John F. Windolph, Jr.

Recent geologic mapping of Pennsylvanian strata in the Big Chimney quadrangle, 2.5 mi northeast of Charleston, West Virginia, suggests a possible association between syntectonic depositional influences and the occurrences of economically important mineral deposits. Coal and flint clay were deposited in the Charleston Sandstone (Middle Pennsylvanian) during periods of stillstand. The Mahoning Sandstone Member is disconformable with underlying strata and locally contains Precambrian and early Paleozoic pebbles. The member is thick in synclinal troughs and thin or absent on the crests of anticlines where there also is a thinner underlying stratigraphic sequence.

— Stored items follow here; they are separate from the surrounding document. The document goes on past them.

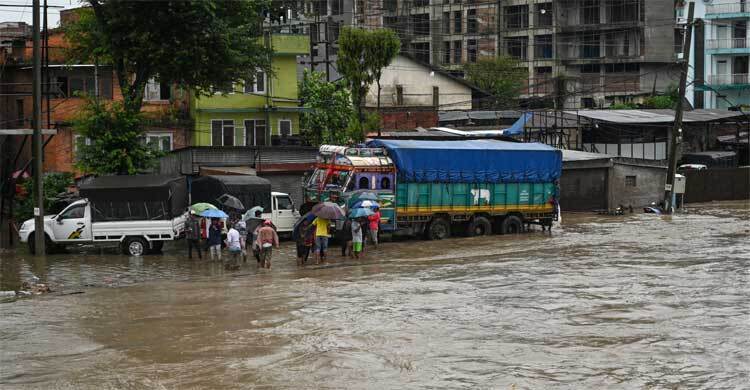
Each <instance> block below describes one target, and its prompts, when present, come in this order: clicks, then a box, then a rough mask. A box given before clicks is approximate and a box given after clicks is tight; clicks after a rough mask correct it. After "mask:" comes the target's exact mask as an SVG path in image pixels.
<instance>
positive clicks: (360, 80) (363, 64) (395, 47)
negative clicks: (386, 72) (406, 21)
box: [336, 27, 401, 122]
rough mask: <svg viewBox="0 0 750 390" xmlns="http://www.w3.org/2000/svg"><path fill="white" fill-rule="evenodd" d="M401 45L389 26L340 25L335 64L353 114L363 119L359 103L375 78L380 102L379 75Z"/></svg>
mask: <svg viewBox="0 0 750 390" xmlns="http://www.w3.org/2000/svg"><path fill="white" fill-rule="evenodd" d="M400 49H401V42H400V41H399V39H398V36H397V35H396V33H395V32H393V30H390V29H378V30H372V31H368V30H364V29H361V28H355V27H344V28H342V29H341V34H340V35H339V51H338V60H337V61H336V64H337V66H338V70H339V73H341V75H342V76H344V80H346V82H347V84H348V85H349V88H350V89H351V93H352V104H354V106H355V108H356V110H357V118H359V121H360V122H364V121H365V117H364V114H363V111H362V104H363V101H364V99H365V96H367V91H368V90H369V88H370V85H372V83H373V82H375V81H377V82H378V104H379V102H380V75H381V73H382V70H383V68H385V67H386V66H388V65H389V64H390V63H391V62H392V61H393V59H394V58H396V55H398V52H399V50H400Z"/></svg>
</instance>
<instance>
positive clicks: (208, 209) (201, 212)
mask: <svg viewBox="0 0 750 390" xmlns="http://www.w3.org/2000/svg"><path fill="white" fill-rule="evenodd" d="M199 215H200V216H201V217H207V218H229V215H227V213H225V212H223V211H221V210H214V209H207V210H203V211H201V213H200V214H199Z"/></svg>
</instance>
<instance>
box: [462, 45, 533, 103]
mask: <svg viewBox="0 0 750 390" xmlns="http://www.w3.org/2000/svg"><path fill="white" fill-rule="evenodd" d="M464 74H465V77H466V79H467V80H469V82H471V83H472V84H474V85H476V86H477V87H479V88H480V89H483V90H485V91H487V92H490V93H491V94H492V95H493V98H494V99H493V100H494V106H495V107H496V108H510V107H515V106H516V103H517V100H518V95H519V94H520V93H521V90H522V89H523V87H524V81H526V79H527V77H528V71H527V69H526V68H525V67H521V66H520V62H519V61H518V60H517V59H515V58H512V57H503V56H498V57H484V58H479V59H478V60H477V62H475V63H473V64H466V65H464Z"/></svg>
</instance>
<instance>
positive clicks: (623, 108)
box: [609, 103, 638, 110]
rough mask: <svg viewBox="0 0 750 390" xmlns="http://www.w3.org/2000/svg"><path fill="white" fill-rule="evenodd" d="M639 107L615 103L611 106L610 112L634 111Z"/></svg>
mask: <svg viewBox="0 0 750 390" xmlns="http://www.w3.org/2000/svg"><path fill="white" fill-rule="evenodd" d="M636 108H638V106H637V105H636V104H634V103H615V104H612V105H610V106H609V109H610V110H634V109H636Z"/></svg>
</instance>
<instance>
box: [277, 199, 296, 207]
mask: <svg viewBox="0 0 750 390" xmlns="http://www.w3.org/2000/svg"><path fill="white" fill-rule="evenodd" d="M276 207H277V209H278V210H293V209H294V205H293V204H292V200H291V199H289V197H286V196H280V197H278V198H276Z"/></svg>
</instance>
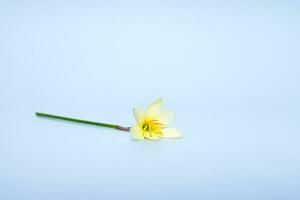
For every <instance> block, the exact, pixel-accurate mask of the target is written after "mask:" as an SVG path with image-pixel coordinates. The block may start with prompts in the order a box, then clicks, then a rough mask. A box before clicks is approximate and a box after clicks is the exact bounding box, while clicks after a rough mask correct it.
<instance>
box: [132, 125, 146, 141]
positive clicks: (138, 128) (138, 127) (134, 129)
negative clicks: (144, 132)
mask: <svg viewBox="0 0 300 200" xmlns="http://www.w3.org/2000/svg"><path fill="white" fill-rule="evenodd" d="M130 134H131V136H132V137H133V138H134V139H136V140H143V139H144V131H143V129H142V128H141V127H140V126H139V125H138V124H135V125H134V126H132V127H131V128H130Z"/></svg>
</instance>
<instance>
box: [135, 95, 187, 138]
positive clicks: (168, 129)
mask: <svg viewBox="0 0 300 200" xmlns="http://www.w3.org/2000/svg"><path fill="white" fill-rule="evenodd" d="M162 104H163V103H162V99H161V98H158V99H156V100H154V101H153V102H152V103H150V105H149V106H148V107H147V109H146V110H145V109H143V108H134V109H133V114H134V117H135V120H136V124H135V125H133V126H132V127H131V128H130V133H131V135H132V137H133V138H135V139H138V140H142V139H144V138H147V139H151V140H156V139H160V138H179V137H181V136H182V133H181V132H180V131H179V130H177V129H175V128H166V127H167V126H168V124H169V123H170V122H171V121H172V120H173V118H174V116H175V112H173V111H162Z"/></svg>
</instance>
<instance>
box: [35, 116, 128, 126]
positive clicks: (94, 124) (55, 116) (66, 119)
mask: <svg viewBox="0 0 300 200" xmlns="http://www.w3.org/2000/svg"><path fill="white" fill-rule="evenodd" d="M35 114H36V116H38V117H48V118H53V119H61V120H66V121H71V122H77V123H82V124H91V125H96V126H104V127H108V128H114V129H118V130H121V131H130V128H129V127H123V126H119V125H117V124H108V123H101V122H93V121H88V120H82V119H75V118H69V117H63V116H58V115H51V114H47V113H40V112H36V113H35Z"/></svg>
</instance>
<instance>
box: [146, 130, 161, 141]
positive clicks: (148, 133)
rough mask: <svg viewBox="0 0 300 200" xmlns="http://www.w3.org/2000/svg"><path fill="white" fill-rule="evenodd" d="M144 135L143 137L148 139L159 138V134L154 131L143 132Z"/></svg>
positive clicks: (159, 136) (153, 139)
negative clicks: (149, 131) (148, 131)
mask: <svg viewBox="0 0 300 200" xmlns="http://www.w3.org/2000/svg"><path fill="white" fill-rule="evenodd" d="M144 135H145V138H147V139H149V140H159V139H160V136H159V135H157V134H156V133H155V132H151V133H150V132H147V131H146V132H145V133H144Z"/></svg>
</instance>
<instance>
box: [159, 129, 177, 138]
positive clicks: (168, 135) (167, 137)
mask: <svg viewBox="0 0 300 200" xmlns="http://www.w3.org/2000/svg"><path fill="white" fill-rule="evenodd" d="M162 137H164V138H180V137H182V133H181V132H180V131H179V130H178V129H175V128H166V129H164V130H163V135H162Z"/></svg>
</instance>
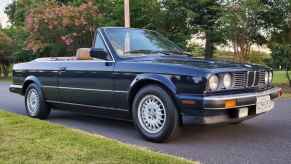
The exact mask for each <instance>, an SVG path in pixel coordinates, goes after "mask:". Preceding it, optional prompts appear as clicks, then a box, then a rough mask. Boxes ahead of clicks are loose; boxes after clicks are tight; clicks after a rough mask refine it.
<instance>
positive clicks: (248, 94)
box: [203, 87, 281, 101]
mask: <svg viewBox="0 0 291 164" xmlns="http://www.w3.org/2000/svg"><path fill="white" fill-rule="evenodd" d="M280 90H281V88H278V87H276V88H272V89H269V90H266V91H263V92H256V93H243V94H234V95H221V96H208V97H203V100H204V101H221V100H230V99H240V98H249V97H258V96H264V95H269V94H272V93H276V92H279V91H280Z"/></svg>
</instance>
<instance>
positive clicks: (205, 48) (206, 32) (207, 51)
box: [204, 31, 214, 59]
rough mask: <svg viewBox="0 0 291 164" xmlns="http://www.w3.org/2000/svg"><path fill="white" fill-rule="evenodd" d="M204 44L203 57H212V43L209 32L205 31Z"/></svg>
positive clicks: (212, 57) (212, 45)
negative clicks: (203, 56)
mask: <svg viewBox="0 0 291 164" xmlns="http://www.w3.org/2000/svg"><path fill="white" fill-rule="evenodd" d="M205 35H206V44H205V50H204V57H205V59H210V58H213V52H214V43H213V40H212V36H211V32H209V31H207V32H206V34H205Z"/></svg>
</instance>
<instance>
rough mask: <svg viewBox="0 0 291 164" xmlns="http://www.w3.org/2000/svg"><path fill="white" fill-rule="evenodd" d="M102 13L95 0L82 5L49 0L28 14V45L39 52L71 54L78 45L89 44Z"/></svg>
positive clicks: (98, 24)
mask: <svg viewBox="0 0 291 164" xmlns="http://www.w3.org/2000/svg"><path fill="white" fill-rule="evenodd" d="M100 25H104V23H103V17H102V14H101V13H100V12H99V9H98V8H97V7H96V5H94V2H93V1H87V2H86V3H82V4H81V5H80V6H72V5H59V4H58V3H55V2H48V3H46V4H43V5H41V6H39V7H37V8H35V9H32V10H30V12H29V14H28V15H27V16H26V29H27V30H28V31H29V36H28V38H27V46H26V47H27V48H28V49H30V50H32V51H33V52H34V53H38V54H39V55H40V56H64V55H72V54H73V53H74V52H75V50H76V49H77V48H80V47H90V46H91V43H92V39H93V38H94V33H95V30H96V28H97V27H98V26H100Z"/></svg>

Flint clay deposits reach their maximum quality on the crests of anticlines and in areas adjacent to suspected paleotopographic highs. These deposits are laterally gradational with underclay, ganister, and paleosol. The Elk fireclay (No. 6 Block underclay) may in part have originated as a volcanic ash fall. The No. 5 Block coal bed reaches 60 in. in thickness on the Milliken anticline and has minor fault displacement at Big Chimney. The Pittsburgh coal bed is as much as 90 in. thick, cropping out in high ridges. It is absent on the northern edge and eastern part of the quadrangle.

More than 260 oil and gas wells have been drilled in the overlapping Elk-Poca, Big Chimney, and Blue Creek gas or oil fields. Natural gas, paraffin-base oil, and/or minor amounts of condensate are produced from structural and stratigraphic traps in four units: the Weir Formation (sand) and the Oriskany, Keefer, and Tuscarora Sandstones. The Oriskany Sandstone, however, is used almost exclusively as a gas-storage reservoir. Oil is produced largely from repressurized stripper wells.

AAPG Search and Discovery Article #91031©1988 AAPG Eastern Section, Charleston, West Virginia, 13-16 September 1988.